Coraz mniej mnie tutaj ostatnio.. Moje życie prywatne pędzi w tak szalonym tempie, że się czasem zastanawiam skąd mam na to wszystko siłę. Pewnie to zasługa wiosny:)
Cała moja uwaga skoncentrowana jest teraz na przygotowaniach do ślubu. Tak.. za 16 dni wychodzę za mąż:) Szybko zleciało.. Teraz ganiam ze spotkania na spotkanie, dokupuję ostatnie rzeczy.. jutro mam kolejną przymiarkę sukni ślubnej, a w sobotę fryzjer i próbna fryzura.
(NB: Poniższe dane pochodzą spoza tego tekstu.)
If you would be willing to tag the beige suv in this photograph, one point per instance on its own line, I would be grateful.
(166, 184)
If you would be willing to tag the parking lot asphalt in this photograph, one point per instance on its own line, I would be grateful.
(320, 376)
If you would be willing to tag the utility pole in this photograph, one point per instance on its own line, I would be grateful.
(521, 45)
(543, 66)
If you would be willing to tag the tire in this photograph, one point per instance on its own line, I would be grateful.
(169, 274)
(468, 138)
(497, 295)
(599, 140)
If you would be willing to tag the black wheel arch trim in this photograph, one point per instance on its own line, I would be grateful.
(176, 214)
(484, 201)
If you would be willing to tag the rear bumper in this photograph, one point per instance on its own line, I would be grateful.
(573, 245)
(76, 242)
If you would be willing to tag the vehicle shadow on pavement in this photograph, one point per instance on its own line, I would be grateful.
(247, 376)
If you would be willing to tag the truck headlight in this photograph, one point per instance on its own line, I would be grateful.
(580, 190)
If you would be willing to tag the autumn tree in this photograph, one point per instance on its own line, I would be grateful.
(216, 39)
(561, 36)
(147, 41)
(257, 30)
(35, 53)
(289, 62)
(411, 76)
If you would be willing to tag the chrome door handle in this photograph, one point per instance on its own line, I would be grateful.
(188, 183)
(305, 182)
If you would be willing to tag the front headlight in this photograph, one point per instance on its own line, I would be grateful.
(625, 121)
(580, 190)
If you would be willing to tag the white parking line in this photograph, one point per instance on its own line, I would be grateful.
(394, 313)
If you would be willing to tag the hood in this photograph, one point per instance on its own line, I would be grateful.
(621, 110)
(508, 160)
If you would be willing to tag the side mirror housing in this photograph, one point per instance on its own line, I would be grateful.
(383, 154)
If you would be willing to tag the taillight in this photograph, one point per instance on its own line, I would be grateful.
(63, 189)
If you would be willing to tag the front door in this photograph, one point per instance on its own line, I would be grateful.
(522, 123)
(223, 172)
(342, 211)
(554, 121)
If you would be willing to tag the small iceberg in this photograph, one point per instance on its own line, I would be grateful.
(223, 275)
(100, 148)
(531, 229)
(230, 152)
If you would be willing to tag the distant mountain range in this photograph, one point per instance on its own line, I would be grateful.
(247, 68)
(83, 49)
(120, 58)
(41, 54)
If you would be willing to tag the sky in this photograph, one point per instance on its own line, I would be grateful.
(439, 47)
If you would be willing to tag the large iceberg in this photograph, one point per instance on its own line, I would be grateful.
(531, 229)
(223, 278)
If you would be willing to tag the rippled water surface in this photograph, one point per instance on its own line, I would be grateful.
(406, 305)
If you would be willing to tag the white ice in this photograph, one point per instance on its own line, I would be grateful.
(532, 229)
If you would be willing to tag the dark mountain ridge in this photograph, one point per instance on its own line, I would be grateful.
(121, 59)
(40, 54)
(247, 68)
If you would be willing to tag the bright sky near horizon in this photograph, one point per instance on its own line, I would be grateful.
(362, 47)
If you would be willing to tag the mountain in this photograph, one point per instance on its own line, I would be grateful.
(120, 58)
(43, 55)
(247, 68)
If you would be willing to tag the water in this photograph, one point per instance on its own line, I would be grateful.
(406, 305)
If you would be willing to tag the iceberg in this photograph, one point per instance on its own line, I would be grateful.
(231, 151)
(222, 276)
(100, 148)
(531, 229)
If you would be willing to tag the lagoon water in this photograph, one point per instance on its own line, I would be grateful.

Na dniach możecie spodziewać się posta z inspiracjami..
Jeszcze trochę rzeczy jest do załatwienia, biżuteria do kupienia (znacie jakieś fajne sklepy?), auto do wynajęcia, muszę zrobić próbny manicure.. Przemyśleć harmonogram wesela, usadzić gości, ustalić z DJem atrakcje i zabawy, wybrać tort, kwiaty.. a i ślubna bielizna;) No i mój Pan Młody nie ma jeszcze w 100% skompletowanego ubioru.. Także najbliższe dwa tygodnie będą mega intensywne..
Wybaczycie, że mnie trochę nie będzie prawda?:)
Jeśli macie jakieś pytania to śmiało:)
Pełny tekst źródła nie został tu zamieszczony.